Saturday, 24 March 2012

Rocky Mountain Way - Joe Walsh

The 08:30 GL Trans Line Bus from Baguio to morning for the 240 mile run to the village of Sagada in Mountain Province. For the most part this journey was on unmade roads, punctuated by several serious looking landslides, but if we were to fall to one of these at least I hadn't had to pay to keep my bag with me this time.

Following a decent breakfast at the vastly over-priced Microtel it was a taxi across town to the other bus station where I met Laucan. A much younger fellow traveller we met in the ticket queue discovering we were on the same path, so off for a pre-departure coffee together.

Apart from a tantalisingly close view of a PHILIPPINES HAWK-EAGLE (E) (not to be confused with Philippines Eagle which is 'rare' and a colossal grit thing) en-route there was little to report until we reached just past the halfway stage. The part obscured sign reads Welcome to Sabangan

where we were met by the usual crowd of Hawkers and Peddlers, but I was off to see what I could find during this 20 minute break.

No birds, but a chance to take a first close look at one of the many small hamlets seemingly clutching the hillside,

plus some of the LOCALS.

More stalls and more vegetables and we were once again on our way.

The first views of SAGADA looked no different from the rest, and having now hooked-up with a young Swiss lady, the 3 of us set about finding lodgings. They didn't share the same priority as myself, not really bothered if there were Internet access or not, but regular readers will know the importance of that!
Now alone, and having viewed a couple of unsuitable rooms I opted for The George but soon found myself being ushered to the Annex, ready to demand a lift back if the 'connection' was not in place.

Young Civil Engineering Student SHERWIN seemed to have things pretty much in hand and offered to drive me in his uncles JEEPNEY

to the GEORGE ANNEX which for £5 per night would do.

On holiday from his college in Baguio, Sherwin helps out, along with a few of his mates, with the domestics and seemed very keen to give me the 'Cook's Tour'. First showing me a couple of vantage points

on top of unfinished buildings, we went on to discuss the birding prospects, of which he knew nothing. However, wandering around the fringes it was 'young eyes' that first found

a couple of CHESTNUT-CHEEKED STARLING

followed by one species that had been hoped for,

MOUNTAIN SHRIKE (E)

before asking what sounded like "would you like to see the hanging carvings"? Well, of course who wouldn't, and he led me to this cliff face

and pointed out what could have been anything on the rocks.

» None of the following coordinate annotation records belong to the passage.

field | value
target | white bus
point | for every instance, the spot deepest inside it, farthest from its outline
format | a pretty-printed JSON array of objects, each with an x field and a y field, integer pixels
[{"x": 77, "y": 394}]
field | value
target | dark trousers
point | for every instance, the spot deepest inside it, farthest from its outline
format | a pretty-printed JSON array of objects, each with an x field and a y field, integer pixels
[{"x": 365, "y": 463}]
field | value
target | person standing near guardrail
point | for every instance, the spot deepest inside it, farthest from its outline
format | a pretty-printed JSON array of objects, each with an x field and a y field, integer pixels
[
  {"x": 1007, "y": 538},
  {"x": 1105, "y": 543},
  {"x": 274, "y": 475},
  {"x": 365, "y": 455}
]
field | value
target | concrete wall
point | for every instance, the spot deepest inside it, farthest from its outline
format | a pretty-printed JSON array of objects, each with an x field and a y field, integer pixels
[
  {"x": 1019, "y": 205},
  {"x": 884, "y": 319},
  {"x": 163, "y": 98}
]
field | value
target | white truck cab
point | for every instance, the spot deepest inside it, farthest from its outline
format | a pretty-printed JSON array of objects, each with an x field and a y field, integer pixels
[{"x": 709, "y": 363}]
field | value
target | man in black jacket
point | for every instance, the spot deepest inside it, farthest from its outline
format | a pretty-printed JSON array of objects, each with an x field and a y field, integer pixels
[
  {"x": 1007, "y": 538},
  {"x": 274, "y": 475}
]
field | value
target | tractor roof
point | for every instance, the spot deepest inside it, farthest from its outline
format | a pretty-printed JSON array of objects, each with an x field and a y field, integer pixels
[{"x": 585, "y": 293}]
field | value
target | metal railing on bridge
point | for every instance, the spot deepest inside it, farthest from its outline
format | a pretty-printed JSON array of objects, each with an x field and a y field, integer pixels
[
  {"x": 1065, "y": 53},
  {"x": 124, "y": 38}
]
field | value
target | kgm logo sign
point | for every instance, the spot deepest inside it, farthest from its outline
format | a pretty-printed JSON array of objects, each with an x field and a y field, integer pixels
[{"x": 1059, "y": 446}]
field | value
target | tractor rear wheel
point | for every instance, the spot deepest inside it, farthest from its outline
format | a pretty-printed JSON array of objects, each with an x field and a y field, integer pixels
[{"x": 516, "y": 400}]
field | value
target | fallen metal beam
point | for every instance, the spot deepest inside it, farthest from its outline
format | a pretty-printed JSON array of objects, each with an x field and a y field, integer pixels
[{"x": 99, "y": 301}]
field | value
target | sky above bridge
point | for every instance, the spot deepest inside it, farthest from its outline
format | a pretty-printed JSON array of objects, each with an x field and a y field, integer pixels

On closer (binocular) inspection they, or it were seen to be 'boxes', and indeed that is just what they were.

Boxes containing the remains of his Grandfather who had died in 1981 plus other members of his family. Of course what he had said in the first place was, "do you want to see the Hanging Coffins"? He went on to tell me that The Philippines, China and Malaysia are the only 3 countries in the world using this practice to 'bury' their dead.

It was also most interesting to see the only remaining original Sagadan BAHAY KUBO literally translated to House of Grass.

As the light faded, the sky was filled with another 'Lifer & endemic'

PHILIPPINES SWIFTLET
feeding before heading for their roost site in the local caves.

It was probably time for my pre-roost feed as well and decided on the local traditional dish,

PINIK PIKAN
of smoked pork, boiled chicken and 2 cabbage leafs in a savory soup. Not bad but I won't be hounding Kim at The Swan to get it on her menu! Bon App├ętit.